Differential UGT1A1 induction by chrysin in primary human hepatocytes and HepG2 Cells

Division of Drug Delivery and Disposition, School of Pharmacy, CB 7360, Kerr Hall, Room 2319, University of North Carolina at Chapel Hill, Chapel Hill, NC 27599-7360, USA.
Journal of Pharmacology and Experimental Therapeutics (Impact Factor: 3.97). 01/2006; 315(3):1256-64. DOI: 10.1124/jpet.105.090795
Source: PubMed


Chrysin, a dietary flavonoid, has been shown to markedly induce UGT1A1 expression and activity in HepG2 and Caco-2 cell lines; thus, it has been suggested to have clinical utility in the treatment of UGT1A1-mediated deficiencies, such as unconjugated hyperbilirubinemia or the prevention of 7-ethyl-10-hydroxycamptothecin (SN-38) toxicity. However, little is known about its induction potential in a more physiologically relevant model system, such as primary hepatocyte culture.
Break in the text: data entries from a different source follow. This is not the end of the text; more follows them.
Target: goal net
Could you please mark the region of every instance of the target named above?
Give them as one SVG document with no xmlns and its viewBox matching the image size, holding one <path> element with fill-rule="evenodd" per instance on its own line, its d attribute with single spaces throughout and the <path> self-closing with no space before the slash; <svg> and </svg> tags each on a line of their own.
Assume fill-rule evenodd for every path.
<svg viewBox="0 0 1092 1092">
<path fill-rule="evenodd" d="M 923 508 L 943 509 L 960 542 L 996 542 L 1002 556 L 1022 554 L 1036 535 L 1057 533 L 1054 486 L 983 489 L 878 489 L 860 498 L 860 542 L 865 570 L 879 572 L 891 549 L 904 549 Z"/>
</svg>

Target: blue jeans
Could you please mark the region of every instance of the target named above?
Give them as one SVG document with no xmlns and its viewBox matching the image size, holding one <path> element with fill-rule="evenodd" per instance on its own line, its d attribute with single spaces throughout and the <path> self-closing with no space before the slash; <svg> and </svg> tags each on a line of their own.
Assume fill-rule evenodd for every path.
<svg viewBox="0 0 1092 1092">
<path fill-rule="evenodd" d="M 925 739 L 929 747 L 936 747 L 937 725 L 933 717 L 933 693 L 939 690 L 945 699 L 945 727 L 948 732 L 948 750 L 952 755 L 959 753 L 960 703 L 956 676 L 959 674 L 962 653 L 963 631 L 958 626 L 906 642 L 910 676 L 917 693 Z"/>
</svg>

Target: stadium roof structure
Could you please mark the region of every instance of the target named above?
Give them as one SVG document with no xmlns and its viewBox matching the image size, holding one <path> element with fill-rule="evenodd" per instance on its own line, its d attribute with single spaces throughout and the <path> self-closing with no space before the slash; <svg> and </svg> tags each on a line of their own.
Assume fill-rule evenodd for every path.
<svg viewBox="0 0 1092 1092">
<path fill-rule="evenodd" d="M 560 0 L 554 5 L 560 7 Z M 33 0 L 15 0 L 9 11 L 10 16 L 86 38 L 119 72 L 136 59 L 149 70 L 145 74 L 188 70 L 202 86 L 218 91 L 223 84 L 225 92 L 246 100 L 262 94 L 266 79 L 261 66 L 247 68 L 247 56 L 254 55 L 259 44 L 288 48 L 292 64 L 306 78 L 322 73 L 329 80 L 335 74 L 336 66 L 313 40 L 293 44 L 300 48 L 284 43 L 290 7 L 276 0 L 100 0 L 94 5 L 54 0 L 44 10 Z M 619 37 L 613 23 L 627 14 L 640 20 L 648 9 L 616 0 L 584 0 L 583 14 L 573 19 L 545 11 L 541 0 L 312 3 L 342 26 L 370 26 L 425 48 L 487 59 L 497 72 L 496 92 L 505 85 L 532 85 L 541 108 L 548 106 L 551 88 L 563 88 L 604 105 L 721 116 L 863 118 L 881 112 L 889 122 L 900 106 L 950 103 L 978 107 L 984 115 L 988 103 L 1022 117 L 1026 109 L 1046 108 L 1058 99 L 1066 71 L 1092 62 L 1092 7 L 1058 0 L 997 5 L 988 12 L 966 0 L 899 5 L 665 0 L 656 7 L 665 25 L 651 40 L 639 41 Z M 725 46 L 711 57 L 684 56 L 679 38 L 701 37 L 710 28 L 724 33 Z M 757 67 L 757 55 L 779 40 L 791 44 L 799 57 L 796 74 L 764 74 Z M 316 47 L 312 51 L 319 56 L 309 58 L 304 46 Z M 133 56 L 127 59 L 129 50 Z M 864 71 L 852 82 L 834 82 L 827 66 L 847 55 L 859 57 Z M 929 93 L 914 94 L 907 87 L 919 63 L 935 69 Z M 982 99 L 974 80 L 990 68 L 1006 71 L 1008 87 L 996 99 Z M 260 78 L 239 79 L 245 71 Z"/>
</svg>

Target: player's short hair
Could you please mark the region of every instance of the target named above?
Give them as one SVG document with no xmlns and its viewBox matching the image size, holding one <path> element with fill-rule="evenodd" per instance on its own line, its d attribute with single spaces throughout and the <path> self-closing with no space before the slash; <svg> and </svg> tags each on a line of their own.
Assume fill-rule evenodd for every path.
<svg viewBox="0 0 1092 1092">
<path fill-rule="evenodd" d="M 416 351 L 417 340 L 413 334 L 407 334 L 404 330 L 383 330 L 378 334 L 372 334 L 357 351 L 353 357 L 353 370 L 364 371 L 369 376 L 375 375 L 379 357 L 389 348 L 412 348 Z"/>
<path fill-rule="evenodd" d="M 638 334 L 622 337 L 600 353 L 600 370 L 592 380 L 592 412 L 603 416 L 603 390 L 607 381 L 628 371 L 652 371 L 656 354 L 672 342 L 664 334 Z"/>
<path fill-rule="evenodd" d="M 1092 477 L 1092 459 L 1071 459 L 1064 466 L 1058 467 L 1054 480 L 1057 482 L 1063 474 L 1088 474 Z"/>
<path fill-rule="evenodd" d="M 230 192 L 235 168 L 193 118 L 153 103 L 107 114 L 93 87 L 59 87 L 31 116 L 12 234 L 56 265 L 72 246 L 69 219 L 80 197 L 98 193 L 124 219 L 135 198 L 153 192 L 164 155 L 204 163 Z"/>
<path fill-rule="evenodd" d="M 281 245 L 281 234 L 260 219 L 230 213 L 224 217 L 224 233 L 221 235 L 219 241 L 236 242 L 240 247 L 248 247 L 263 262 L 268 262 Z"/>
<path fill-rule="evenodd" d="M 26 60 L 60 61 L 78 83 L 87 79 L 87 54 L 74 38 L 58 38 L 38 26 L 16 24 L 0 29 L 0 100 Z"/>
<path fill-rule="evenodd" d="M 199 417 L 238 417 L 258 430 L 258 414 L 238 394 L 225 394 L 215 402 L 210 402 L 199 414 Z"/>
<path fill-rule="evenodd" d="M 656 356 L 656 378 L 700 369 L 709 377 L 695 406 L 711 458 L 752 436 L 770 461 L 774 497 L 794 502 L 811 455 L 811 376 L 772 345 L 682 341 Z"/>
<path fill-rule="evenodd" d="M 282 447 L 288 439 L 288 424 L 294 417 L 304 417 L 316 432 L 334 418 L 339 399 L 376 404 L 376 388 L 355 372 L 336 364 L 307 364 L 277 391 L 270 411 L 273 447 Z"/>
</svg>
In this study, induction of UGT1A1 expression (mRNA, protein, and activity) was investigated in primary human hepatocyte cultures after treatment with chrysin and other prototypical inducers. Endogenous nuclear receptor-mediated UGT1A1 induction was studied using transient transfection reporter assays in primary human hepatocytes and HepG2 cells. Results indicated that induction of UGT1A1 expression was minimal in human hepatocytes treated with chrysin compared with that in HepG2 cells (1.2-versus 11-fold, respectively). Subsequent experiments to determine whether the differential response was due to its metabolic stability revealed strikingly different elimination rate constants between the two cell systems (half-life of 13 min in human hepatocytes versus 122 min in HepG2 cell suspensions). Further study demonstrated that UGT1A1 mRNA expression could be induced in human hepatocyte cultures by either increasing the chrysin dosing frequency or by modulating chrysin metabolism, suggesting that the differential induction observed in hepatocytes and HepG2 cells was due to differences in the metabolic clearance of chrysin. In conclusion, this study suggests that the metabolic stability of chrysin likely would limit its ability to induce UGT1A1 in vivo.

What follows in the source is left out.